Memories of a drunken mother going outside and peeing in the middle of the yard. The neighbors were having a patio party with their friends and saw it all. They laughed and laughed.
Memories of a drunken mother getting up int he middle of the night and sitting on a chair and peeing all over it. The next day when I confronted her with the stinking chair, she refused to aknowledge it at all and insisted she did not do that!

Memories of whiskey being thrown in my face burning my eyes, then being pushed down the steps.

The worst memory of all. Being destitute with a little child. Living with her till I got on my feet.
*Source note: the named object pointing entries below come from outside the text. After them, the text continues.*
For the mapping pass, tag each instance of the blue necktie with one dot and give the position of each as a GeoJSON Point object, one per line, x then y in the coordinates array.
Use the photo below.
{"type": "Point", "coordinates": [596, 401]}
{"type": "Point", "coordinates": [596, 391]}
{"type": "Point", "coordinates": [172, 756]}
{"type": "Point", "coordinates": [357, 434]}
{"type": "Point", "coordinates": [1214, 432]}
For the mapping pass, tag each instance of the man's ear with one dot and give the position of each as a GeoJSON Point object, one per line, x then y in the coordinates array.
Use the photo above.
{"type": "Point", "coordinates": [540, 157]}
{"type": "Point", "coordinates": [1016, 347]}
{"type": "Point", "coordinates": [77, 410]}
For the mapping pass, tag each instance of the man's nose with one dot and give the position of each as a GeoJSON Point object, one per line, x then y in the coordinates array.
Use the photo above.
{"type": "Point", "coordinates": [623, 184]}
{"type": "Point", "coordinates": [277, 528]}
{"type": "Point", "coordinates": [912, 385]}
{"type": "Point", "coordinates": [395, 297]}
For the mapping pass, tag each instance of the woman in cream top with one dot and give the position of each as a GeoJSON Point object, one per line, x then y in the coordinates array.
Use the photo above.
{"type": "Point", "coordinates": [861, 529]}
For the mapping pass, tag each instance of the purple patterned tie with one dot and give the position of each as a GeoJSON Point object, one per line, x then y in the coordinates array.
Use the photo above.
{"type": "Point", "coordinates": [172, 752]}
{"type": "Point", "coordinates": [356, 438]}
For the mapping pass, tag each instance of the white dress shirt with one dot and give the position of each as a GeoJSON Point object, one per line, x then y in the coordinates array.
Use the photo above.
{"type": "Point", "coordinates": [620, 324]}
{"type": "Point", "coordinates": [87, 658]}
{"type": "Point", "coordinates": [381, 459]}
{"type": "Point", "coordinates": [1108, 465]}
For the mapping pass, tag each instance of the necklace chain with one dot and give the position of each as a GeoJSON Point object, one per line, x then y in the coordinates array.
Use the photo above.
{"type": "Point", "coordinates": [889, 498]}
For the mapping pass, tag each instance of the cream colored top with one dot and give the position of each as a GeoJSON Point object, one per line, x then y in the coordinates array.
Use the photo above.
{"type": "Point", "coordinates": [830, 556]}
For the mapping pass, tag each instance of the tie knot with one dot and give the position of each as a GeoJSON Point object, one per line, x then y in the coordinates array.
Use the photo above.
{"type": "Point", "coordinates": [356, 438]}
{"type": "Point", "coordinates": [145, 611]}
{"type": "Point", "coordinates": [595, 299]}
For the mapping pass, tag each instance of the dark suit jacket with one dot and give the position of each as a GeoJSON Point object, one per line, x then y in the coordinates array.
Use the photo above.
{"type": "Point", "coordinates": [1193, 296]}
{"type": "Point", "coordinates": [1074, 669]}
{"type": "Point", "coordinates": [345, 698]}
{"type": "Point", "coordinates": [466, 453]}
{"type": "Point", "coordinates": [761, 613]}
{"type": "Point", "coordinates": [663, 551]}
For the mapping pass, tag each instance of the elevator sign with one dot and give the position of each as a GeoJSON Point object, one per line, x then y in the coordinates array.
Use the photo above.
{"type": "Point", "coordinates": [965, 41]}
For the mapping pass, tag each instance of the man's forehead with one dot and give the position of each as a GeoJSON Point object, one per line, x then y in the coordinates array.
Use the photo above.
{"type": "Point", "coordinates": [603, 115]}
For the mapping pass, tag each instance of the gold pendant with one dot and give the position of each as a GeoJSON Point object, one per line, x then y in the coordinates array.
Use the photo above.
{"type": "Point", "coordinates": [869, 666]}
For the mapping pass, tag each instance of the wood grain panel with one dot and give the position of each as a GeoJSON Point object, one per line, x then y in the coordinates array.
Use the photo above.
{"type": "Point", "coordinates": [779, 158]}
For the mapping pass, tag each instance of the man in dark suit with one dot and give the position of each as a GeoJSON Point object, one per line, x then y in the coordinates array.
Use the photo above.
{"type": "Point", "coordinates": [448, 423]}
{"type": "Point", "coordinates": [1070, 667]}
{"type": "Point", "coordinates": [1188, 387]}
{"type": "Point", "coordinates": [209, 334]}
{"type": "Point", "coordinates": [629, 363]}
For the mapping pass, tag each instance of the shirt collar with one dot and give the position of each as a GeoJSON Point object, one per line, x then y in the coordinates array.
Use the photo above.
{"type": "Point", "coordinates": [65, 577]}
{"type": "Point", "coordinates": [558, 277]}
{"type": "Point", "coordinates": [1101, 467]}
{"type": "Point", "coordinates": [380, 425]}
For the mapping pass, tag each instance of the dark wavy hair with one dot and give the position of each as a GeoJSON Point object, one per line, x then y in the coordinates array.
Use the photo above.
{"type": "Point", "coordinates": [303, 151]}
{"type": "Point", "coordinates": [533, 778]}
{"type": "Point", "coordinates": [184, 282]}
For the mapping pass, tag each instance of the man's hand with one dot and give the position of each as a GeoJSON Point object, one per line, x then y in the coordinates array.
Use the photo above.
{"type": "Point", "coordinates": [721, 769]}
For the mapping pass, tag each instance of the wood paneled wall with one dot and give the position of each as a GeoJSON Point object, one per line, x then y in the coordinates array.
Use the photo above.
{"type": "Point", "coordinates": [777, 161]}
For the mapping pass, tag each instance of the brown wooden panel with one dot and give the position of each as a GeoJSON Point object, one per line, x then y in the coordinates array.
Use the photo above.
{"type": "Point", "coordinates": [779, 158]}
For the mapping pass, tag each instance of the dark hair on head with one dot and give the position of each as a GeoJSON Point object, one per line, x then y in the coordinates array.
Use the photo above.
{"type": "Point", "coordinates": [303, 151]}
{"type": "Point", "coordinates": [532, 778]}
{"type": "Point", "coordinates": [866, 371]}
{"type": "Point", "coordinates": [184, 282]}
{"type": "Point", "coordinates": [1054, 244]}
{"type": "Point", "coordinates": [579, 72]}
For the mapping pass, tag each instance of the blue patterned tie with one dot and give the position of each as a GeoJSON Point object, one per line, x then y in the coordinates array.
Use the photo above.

Being thrown out of the house baby and all one evening when she was drunk, and spending the entire night on a park bench with the child.
Having to give up the child at 2 years old because NO ONE would help me. I had no car, no money and no way to get to a job. It was horrid. I didn't know about welfare.

My memories of her make me hate her with all my heart. I despise her. My sister won't even talk to her after 10 years she hates her so much. She's been sober 30 years, and is a huge old timer in her AA group. Did she walk through the 9th step with her children? No! Why she acts as if nothing ever happened!

Oh well, I am venting here, but anyway, those are my memories. I don't like to dwell on them too long.


So, memories do not serve me well. I just keep plugging along with the 12 steps. I talk to my mom, but I no longer allow her to manipulate me in any way. If she doesn't like what I do or say, it's too bad!